Oakland officer's suicide leads to sexual misconduct probe

The Oakland Police Department is the subject of an internal investigation involving officers accused of sexual misconduct and a girl who may have been underage.

The case has also angered a federal judge who is overseeing department reforms.

According to sources, the girl is the daughter of a civilian employee at the Oakland Police Department. It’s unclear how old she was at the time of the incidents, but those close to the investigation say a key part of the inquiry is whether she was underage and whether this is a case of statutory rape.

“It’s really damaging and we have a lot of explaining to do,” said Oakland City Councilman Noel Gallo.

The investigation began last fall after an OPD officer shot and killed himself.
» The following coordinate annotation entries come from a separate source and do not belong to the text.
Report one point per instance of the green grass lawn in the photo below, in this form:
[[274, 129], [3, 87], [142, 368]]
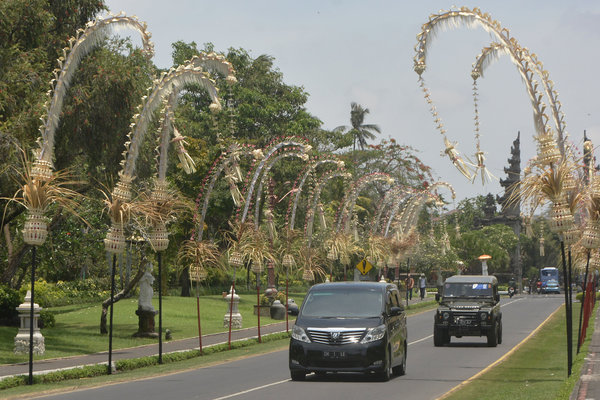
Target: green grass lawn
[[537, 370], [77, 329]]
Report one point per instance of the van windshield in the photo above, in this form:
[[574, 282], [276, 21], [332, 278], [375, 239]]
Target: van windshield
[[343, 303], [467, 290]]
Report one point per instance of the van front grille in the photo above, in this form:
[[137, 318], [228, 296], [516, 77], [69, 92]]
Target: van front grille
[[336, 335]]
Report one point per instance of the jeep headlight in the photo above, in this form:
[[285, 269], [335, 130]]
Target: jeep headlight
[[299, 334], [374, 334]]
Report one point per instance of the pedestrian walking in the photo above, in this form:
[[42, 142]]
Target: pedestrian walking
[[422, 285], [410, 284]]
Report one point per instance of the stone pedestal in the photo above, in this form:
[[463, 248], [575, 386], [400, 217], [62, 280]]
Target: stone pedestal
[[277, 310], [22, 338], [232, 309], [145, 323]]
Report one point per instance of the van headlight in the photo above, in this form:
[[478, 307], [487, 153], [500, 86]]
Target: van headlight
[[374, 334], [299, 334]]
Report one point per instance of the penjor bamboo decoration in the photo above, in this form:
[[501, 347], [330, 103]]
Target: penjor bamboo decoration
[[527, 64], [84, 41]]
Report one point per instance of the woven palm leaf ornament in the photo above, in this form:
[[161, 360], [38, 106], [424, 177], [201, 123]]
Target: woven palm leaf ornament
[[285, 152], [47, 184], [83, 43], [391, 197], [530, 66], [163, 88], [347, 210], [526, 64], [208, 62], [228, 162], [481, 62], [309, 171], [398, 211], [315, 195], [295, 143]]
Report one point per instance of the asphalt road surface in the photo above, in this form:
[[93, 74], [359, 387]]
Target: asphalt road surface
[[431, 371]]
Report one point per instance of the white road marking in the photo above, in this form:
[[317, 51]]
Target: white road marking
[[251, 390]]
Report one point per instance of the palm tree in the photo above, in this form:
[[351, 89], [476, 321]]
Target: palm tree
[[359, 131]]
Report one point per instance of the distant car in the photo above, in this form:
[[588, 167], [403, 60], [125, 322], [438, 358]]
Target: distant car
[[469, 306], [349, 327], [551, 286]]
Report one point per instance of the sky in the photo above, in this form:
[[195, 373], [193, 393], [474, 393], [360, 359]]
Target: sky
[[362, 51]]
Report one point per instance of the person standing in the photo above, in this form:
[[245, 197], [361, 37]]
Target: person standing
[[410, 284], [422, 285]]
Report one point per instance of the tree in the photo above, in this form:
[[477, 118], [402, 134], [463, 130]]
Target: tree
[[358, 130]]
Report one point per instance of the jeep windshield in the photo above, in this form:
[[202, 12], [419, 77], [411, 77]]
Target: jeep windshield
[[467, 290], [343, 303]]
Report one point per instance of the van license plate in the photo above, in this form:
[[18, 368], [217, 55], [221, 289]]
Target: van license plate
[[334, 354]]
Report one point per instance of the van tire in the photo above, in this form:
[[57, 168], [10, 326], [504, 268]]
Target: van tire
[[298, 375], [386, 373], [500, 332], [400, 370]]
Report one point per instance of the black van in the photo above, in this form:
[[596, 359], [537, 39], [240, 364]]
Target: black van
[[349, 327]]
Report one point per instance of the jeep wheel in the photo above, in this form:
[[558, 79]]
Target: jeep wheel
[[439, 336], [298, 375], [493, 336], [400, 370], [447, 337]]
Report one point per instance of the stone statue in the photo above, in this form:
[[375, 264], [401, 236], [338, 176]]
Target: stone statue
[[146, 292]]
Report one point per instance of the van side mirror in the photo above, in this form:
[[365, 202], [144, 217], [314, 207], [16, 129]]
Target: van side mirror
[[396, 311]]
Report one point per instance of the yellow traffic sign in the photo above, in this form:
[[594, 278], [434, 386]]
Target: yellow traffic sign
[[364, 266]]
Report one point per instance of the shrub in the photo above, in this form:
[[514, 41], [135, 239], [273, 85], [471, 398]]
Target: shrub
[[47, 319], [9, 301], [62, 293], [268, 301]]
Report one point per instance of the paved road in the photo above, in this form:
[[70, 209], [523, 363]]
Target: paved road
[[432, 371]]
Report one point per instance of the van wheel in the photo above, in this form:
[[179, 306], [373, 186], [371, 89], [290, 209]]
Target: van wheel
[[386, 373], [500, 333], [298, 375], [439, 336], [401, 369], [493, 336]]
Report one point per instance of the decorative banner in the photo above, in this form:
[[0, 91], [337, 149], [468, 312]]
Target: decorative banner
[[197, 273]]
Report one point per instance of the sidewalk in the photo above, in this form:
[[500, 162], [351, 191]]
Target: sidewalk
[[53, 364], [48, 365], [588, 386]]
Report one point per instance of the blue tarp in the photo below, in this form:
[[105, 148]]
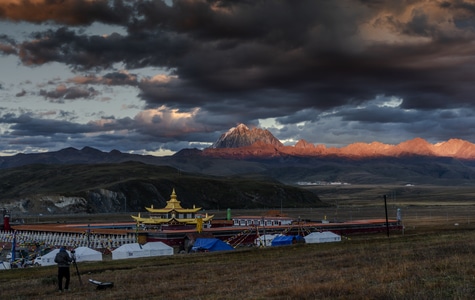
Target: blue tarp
[[281, 240], [210, 244]]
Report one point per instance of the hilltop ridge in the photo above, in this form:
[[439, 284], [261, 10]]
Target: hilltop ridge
[[242, 142]]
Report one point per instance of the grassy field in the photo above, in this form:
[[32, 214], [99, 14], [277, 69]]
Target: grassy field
[[428, 261], [433, 258]]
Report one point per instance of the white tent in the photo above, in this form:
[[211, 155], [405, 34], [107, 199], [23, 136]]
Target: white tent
[[265, 240], [135, 250], [158, 248], [87, 254], [322, 237], [5, 265], [48, 259]]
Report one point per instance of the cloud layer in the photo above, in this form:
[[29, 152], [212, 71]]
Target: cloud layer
[[332, 72]]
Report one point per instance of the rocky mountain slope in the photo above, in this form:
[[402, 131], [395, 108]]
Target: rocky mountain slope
[[242, 142], [131, 186], [245, 168]]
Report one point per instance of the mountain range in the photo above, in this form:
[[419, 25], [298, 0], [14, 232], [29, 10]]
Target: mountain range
[[244, 168], [243, 142]]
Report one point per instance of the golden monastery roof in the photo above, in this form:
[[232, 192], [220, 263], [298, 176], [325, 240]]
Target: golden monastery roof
[[157, 221], [172, 213], [173, 205]]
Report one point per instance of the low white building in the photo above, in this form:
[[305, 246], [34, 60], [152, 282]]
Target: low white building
[[261, 221], [322, 237]]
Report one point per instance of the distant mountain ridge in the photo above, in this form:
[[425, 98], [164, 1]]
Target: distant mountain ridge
[[242, 136], [241, 142]]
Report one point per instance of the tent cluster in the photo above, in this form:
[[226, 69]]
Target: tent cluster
[[135, 250], [210, 245], [280, 240], [96, 241], [81, 254]]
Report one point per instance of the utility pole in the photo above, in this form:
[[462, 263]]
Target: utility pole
[[386, 209]]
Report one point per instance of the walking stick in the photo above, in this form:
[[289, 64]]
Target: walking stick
[[76, 265]]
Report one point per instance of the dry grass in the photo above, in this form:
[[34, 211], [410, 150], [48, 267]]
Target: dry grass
[[431, 264], [432, 259]]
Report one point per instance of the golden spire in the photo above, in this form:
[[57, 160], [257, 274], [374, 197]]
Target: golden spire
[[173, 202]]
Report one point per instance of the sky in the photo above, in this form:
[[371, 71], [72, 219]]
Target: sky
[[154, 77]]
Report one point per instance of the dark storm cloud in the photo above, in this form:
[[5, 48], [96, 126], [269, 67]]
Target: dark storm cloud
[[69, 93], [221, 50], [71, 12], [240, 61], [114, 78]]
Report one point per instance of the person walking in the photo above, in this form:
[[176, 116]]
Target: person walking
[[64, 261]]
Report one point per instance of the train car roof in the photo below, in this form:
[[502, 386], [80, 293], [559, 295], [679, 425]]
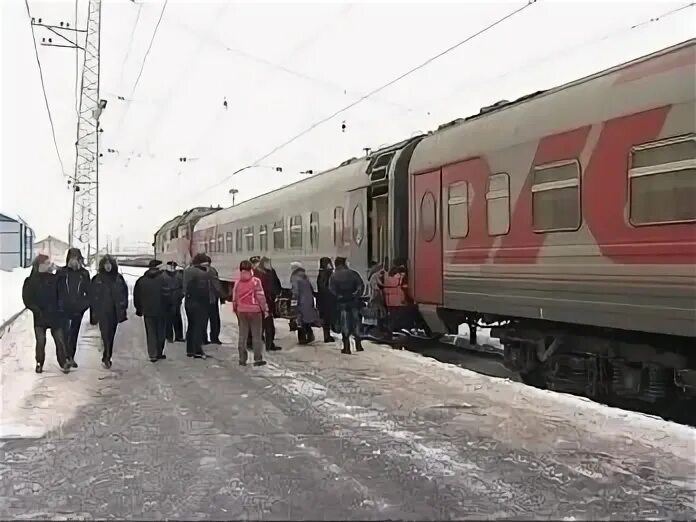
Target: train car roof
[[283, 195], [493, 121]]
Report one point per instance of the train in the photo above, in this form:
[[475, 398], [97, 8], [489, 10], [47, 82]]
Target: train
[[565, 218]]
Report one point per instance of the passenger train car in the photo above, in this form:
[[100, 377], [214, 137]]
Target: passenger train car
[[567, 217], [357, 210], [173, 239], [571, 214]]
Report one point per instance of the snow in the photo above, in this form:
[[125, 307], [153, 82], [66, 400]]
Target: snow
[[593, 417], [33, 405], [11, 292]]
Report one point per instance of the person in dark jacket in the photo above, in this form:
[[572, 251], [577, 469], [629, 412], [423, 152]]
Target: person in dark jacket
[[303, 301], [174, 326], [108, 303], [75, 280], [326, 301], [271, 288], [151, 301], [216, 297], [42, 294], [196, 304], [348, 287]]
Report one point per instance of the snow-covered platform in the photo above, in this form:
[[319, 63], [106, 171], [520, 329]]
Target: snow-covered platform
[[381, 434]]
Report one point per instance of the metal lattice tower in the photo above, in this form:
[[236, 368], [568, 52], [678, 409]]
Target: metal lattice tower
[[84, 224]]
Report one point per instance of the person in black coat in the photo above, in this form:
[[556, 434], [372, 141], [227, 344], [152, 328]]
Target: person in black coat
[[174, 327], [42, 295], [326, 301], [196, 304], [216, 297], [108, 303], [151, 301], [75, 281], [348, 287]]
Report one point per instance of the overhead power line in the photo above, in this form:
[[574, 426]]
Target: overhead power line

The coroner’s report says the officer left a note, which referred to the fact that he was despondent after his wife reportedly, killed herself more than a year earlier.

A police investigation then uncovered allegations that officers may have had improper sexual contact with the daughter of the civilian employee, sources say.
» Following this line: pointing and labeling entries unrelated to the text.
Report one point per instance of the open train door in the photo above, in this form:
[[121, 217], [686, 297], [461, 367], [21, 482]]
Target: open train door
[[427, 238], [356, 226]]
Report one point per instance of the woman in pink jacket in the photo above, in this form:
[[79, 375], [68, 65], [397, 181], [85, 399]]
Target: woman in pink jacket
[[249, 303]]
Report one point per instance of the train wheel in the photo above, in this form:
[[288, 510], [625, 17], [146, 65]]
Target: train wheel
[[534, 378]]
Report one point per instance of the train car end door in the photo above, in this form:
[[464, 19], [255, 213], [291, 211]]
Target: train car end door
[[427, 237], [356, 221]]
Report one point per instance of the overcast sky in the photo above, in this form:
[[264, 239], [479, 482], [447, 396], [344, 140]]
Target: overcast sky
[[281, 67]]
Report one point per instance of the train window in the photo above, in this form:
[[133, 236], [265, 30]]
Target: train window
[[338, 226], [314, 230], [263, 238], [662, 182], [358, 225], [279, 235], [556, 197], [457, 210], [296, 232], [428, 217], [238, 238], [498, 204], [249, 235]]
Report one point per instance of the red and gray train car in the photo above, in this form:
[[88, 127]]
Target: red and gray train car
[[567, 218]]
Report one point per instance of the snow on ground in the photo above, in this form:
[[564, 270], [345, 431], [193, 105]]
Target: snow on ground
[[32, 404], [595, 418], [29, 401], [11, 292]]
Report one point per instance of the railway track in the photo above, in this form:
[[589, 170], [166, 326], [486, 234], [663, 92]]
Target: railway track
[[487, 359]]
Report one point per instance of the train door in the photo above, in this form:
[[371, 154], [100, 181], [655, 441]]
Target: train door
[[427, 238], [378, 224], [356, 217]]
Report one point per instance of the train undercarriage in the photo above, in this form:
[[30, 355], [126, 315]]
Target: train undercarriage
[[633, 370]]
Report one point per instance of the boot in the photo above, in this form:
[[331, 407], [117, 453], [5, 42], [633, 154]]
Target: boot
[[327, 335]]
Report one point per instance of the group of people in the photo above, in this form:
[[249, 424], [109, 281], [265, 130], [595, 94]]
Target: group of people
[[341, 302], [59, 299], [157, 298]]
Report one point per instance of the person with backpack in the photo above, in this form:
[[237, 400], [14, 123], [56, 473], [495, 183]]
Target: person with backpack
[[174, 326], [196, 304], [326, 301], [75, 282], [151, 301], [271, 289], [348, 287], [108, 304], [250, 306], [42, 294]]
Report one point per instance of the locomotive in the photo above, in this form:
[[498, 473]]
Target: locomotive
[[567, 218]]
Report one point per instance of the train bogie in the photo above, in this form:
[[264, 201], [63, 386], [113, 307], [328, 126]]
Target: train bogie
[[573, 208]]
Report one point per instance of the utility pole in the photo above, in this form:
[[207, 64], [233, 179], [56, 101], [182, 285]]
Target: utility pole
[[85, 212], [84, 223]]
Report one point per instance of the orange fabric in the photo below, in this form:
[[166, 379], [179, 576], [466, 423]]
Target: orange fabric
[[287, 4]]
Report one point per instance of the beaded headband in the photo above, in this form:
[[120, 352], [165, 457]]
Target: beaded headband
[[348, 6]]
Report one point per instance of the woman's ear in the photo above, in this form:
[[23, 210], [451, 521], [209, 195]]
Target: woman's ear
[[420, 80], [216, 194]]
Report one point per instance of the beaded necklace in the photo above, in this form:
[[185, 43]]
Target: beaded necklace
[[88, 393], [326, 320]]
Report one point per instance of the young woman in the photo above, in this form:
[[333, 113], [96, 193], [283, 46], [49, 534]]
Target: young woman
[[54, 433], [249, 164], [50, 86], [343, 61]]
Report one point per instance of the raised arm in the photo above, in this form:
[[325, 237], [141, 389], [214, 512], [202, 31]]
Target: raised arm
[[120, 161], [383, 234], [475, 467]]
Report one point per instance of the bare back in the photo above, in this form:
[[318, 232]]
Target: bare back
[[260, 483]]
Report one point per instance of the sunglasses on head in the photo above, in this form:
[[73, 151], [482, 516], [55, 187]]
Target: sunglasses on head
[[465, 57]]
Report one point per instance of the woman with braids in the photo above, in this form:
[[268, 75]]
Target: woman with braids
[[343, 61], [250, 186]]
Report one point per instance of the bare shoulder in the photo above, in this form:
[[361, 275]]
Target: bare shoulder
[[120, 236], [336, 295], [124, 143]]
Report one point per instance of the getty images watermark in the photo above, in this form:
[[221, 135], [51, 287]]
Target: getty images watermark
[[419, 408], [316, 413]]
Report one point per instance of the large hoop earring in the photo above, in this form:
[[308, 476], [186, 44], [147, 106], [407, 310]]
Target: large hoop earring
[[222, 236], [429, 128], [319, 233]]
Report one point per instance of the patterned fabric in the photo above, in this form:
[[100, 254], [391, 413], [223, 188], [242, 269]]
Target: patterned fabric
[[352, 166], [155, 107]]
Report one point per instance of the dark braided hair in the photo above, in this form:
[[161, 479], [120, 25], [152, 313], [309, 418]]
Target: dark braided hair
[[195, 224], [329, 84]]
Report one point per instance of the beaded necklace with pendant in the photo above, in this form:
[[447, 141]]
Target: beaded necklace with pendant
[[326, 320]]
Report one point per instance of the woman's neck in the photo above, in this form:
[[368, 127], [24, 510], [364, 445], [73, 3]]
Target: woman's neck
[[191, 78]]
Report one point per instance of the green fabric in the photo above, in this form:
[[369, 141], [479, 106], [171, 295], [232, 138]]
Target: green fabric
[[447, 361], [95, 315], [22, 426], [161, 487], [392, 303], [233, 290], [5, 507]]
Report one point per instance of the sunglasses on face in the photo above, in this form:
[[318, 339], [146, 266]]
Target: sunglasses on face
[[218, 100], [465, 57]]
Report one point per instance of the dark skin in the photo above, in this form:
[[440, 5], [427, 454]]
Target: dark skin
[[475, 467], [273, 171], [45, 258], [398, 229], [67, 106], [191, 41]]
Oakland police would not discuss the case on camera, saying it cannot comment on active internal affairs investigations.

Instead, police released a statement saying, “The Oakland Police Department takes all allegations of misconduct involving our employees seriously. Ensuring internal investigations are swift, fair and objective is our priority.”

But the case has angered Federal Judge Thelton Henderson, who has been overseeing a settlement agreement and ongoing department reforms since the 2000 “Riders” officers’ misconduct scandal.
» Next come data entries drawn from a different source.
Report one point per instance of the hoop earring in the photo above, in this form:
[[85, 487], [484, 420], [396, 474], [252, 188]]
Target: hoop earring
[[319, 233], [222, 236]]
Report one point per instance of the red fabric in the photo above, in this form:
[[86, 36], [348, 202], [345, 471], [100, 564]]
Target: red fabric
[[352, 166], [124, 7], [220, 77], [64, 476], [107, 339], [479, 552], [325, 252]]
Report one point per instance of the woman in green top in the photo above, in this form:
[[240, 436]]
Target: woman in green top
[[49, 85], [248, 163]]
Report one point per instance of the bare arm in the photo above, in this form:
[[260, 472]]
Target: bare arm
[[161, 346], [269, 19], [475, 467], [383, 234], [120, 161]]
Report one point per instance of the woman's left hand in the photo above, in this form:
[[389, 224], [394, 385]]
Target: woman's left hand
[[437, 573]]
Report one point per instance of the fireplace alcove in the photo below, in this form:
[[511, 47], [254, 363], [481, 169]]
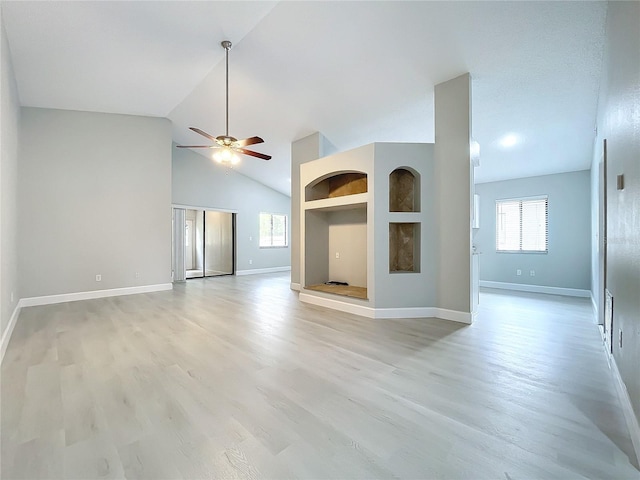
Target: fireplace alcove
[[364, 220]]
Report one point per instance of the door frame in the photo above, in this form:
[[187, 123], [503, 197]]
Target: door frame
[[211, 209]]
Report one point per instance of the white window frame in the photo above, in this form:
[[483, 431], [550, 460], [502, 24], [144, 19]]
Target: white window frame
[[286, 230], [521, 201]]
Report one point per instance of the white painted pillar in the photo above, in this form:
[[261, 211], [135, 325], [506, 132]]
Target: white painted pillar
[[303, 150], [454, 199]]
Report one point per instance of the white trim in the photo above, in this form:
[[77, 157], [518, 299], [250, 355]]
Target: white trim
[[73, 297], [207, 209], [567, 292], [6, 335], [627, 407], [388, 313], [257, 271]]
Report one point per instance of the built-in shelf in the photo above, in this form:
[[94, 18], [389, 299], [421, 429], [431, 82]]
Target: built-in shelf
[[337, 185], [338, 203], [404, 247], [404, 190]]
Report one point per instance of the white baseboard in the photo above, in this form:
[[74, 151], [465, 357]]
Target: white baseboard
[[258, 271], [371, 312], [567, 292], [73, 297], [627, 408], [6, 335]]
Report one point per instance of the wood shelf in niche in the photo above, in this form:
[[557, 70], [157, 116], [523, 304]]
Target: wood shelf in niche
[[404, 247], [404, 190], [338, 185]]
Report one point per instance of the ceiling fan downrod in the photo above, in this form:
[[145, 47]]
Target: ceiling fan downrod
[[226, 44]]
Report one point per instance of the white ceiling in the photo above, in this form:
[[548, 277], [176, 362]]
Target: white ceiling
[[358, 72]]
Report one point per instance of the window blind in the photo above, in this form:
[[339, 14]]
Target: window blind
[[522, 225]]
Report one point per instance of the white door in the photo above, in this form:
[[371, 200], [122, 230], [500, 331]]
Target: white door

In March, the judge wrote that he learned of “irregularities and potential violations” of the agreement based on the way this latest case was being investigated.

He wrote, “This case raises the most serious concerns that may well impact defendants’ ability to demonstrate their commitment to accountability and sustainability— both of which are key to ending court oversight.”

The newest investigation comes after an Oakland officer was charged with showing up drunk at the wrong house and scuffling with a couple who lived there. Another allegedly pointed a gun at a man painting his Emeryville apartment door.

Councilman Gallo says these cases erode the public’s trust in the police department.

“To see the behavior by some of our officers, at this level…I’m over here advocating to do away with violating young ladies, women, prostitution, and human trafficking,” he said. “For me as a father, as an elected official, it’s really inexcusable and so it’s really sad.”